Sunday, February 17, 2008

U.S. district court vs. general court-martial

NIMJ's web site has a link to one of two motions filed in the U.S. District Court for the Western District of Kentucky in United States v. Steven D. Green. This motion argues that he should be tried by a court-martial, rather than in U.S. district court, on murder and rape charges arising from Iraq. The motion argues that Green was improperly discharged and that court-martial jurisdition is still available.


Christopher Mathews said...

Leaving aside the merits of the motion, it's very likely unique in its attempt to get an accused out of the civilian justice system and into Title 10.

John O'Connor said...

Three thoughts on this:

1. The victim is clearly an Iraqi national, as one of the charges is raping someone more than twelve but less than sixteen. That seems to eliminate the possibility that the victim is another soldier.

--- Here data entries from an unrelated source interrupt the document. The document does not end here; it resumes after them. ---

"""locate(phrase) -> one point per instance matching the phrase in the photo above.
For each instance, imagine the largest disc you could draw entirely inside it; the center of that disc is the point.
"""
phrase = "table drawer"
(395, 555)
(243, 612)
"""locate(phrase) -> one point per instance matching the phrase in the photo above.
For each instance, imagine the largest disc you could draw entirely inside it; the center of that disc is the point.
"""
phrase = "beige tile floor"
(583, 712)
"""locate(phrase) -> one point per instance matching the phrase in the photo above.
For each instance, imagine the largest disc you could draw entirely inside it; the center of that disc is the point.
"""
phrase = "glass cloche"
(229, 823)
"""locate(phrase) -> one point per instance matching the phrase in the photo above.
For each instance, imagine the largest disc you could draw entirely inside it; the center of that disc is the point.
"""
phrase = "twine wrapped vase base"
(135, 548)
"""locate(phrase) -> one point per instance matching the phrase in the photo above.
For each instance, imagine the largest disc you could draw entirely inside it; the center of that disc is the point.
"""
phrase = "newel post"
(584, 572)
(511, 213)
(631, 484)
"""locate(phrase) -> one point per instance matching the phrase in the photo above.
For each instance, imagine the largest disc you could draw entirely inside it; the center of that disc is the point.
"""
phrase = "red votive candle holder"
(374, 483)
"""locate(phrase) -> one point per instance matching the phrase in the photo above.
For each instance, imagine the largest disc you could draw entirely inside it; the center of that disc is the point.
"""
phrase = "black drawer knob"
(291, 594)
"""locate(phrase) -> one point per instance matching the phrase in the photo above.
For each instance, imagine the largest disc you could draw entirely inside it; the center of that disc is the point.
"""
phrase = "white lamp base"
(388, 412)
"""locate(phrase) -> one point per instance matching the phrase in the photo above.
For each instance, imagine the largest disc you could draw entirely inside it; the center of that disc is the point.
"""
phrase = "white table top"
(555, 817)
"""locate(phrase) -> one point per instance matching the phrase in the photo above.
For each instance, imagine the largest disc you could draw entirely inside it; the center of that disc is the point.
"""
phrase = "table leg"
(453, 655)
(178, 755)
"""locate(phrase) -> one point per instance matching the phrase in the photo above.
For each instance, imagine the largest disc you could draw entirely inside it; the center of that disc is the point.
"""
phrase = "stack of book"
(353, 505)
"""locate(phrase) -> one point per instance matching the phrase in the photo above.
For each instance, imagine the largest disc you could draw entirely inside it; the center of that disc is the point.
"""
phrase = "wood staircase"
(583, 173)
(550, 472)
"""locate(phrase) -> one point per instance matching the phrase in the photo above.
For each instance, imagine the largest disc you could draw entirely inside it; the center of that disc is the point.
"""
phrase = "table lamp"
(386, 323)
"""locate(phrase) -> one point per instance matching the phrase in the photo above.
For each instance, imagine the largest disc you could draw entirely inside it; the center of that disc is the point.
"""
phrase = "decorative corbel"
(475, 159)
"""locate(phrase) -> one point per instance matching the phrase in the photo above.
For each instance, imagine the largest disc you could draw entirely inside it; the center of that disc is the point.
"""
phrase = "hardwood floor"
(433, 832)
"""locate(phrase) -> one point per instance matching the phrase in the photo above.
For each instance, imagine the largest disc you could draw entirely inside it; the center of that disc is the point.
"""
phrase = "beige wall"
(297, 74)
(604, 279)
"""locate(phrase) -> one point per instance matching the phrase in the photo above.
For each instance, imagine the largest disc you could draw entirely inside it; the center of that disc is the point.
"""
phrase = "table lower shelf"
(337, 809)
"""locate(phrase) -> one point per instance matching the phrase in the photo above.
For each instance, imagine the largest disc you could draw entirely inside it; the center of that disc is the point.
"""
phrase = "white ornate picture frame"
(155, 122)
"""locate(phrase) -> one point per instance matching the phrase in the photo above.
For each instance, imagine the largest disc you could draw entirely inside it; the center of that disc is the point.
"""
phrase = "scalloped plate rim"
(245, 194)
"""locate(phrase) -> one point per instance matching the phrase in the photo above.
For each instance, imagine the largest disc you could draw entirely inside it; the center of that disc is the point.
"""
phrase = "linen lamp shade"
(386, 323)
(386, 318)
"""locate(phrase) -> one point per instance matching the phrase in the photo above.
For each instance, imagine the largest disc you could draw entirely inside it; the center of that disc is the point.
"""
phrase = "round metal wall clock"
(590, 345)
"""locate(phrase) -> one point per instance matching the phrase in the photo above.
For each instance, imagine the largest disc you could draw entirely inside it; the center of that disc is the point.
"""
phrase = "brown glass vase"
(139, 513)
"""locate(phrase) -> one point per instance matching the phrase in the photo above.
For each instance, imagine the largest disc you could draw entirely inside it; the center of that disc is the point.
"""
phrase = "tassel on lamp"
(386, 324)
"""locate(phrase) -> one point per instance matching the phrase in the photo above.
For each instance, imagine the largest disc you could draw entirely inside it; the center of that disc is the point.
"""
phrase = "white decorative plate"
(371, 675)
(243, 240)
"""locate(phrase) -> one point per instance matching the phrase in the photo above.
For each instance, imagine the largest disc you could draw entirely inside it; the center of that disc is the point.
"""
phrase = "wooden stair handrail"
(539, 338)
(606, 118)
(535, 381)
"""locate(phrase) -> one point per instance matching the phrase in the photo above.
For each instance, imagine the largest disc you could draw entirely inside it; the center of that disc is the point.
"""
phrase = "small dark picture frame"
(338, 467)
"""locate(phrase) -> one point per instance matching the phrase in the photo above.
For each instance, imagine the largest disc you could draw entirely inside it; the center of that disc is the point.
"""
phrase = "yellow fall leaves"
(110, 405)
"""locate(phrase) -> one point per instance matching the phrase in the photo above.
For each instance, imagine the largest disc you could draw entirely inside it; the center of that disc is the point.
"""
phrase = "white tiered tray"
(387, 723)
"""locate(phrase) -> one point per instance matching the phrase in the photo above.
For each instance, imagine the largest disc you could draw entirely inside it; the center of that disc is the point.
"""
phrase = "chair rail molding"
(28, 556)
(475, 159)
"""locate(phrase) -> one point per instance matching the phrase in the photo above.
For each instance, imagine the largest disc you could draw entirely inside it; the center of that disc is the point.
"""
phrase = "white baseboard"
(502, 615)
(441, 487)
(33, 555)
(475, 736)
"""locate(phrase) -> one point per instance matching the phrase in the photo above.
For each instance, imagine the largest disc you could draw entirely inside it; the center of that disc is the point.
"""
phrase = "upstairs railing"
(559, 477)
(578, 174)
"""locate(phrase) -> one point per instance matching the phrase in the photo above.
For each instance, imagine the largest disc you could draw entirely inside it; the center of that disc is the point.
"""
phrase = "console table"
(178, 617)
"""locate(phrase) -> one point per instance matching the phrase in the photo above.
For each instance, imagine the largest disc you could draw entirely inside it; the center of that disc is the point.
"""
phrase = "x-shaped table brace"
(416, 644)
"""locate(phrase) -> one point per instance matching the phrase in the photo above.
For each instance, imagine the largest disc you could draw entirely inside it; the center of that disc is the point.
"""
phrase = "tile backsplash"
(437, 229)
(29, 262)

2. I assume that the accusede brought this motion based on his sense that courts-martial have not been particularly successful in dealing with crimes allegedly committed against Iraqi nationals. The other possibility is that the accused is playing ti cute and hoping either that the government won't try to court-martial him or he will turn around and try to assert to the military that a court-martial has no jurisdiction (a gambit destined to fail).

3. If the accused is banking on courts-martial being forgiving toward crimes against Iraqi nationals, he might be in for a surprise. I think courts-martial are probably very cognizant of the fog of war and uncertainties that exist when a soldier shoots an Iraqi national. While a soldier may very well shoot someone who posed no threat on the honest (but mistaken) belief that the victim posed a threat, there's no "I had to rape her because she might have been a terrorist" defense. And I suspect a members panel would be very negatively disposed toward such an accused if he were convicted.

CAAFlog said...


The rape victim and all four murder victims (including the rape victim) were Iraqis. (The murder victims were the rape victim and her family.)

Green's four co-actors were all tried by court-martial. Their sentences (apparently after CA's action) were 5 years, 110 years, 90 years, and 100 years. So it seems to be the civilian attempt to obtain a death sentence that is driving this.

Anonymous said...

Most interesting is the defense argument about the accused not having been discharged. It will be interesting to see the gov't response.

Bill Cassara said...

Having represented one of the co-accused in this case, I have some insight. Green's PD is an exceptionally bright guy and has grasped the military aspects of this case well. This motion is an attempt to avoid the death penalty, and to make his client parole eligible.

Anonymous said...

But was there ever a final accounting of pay?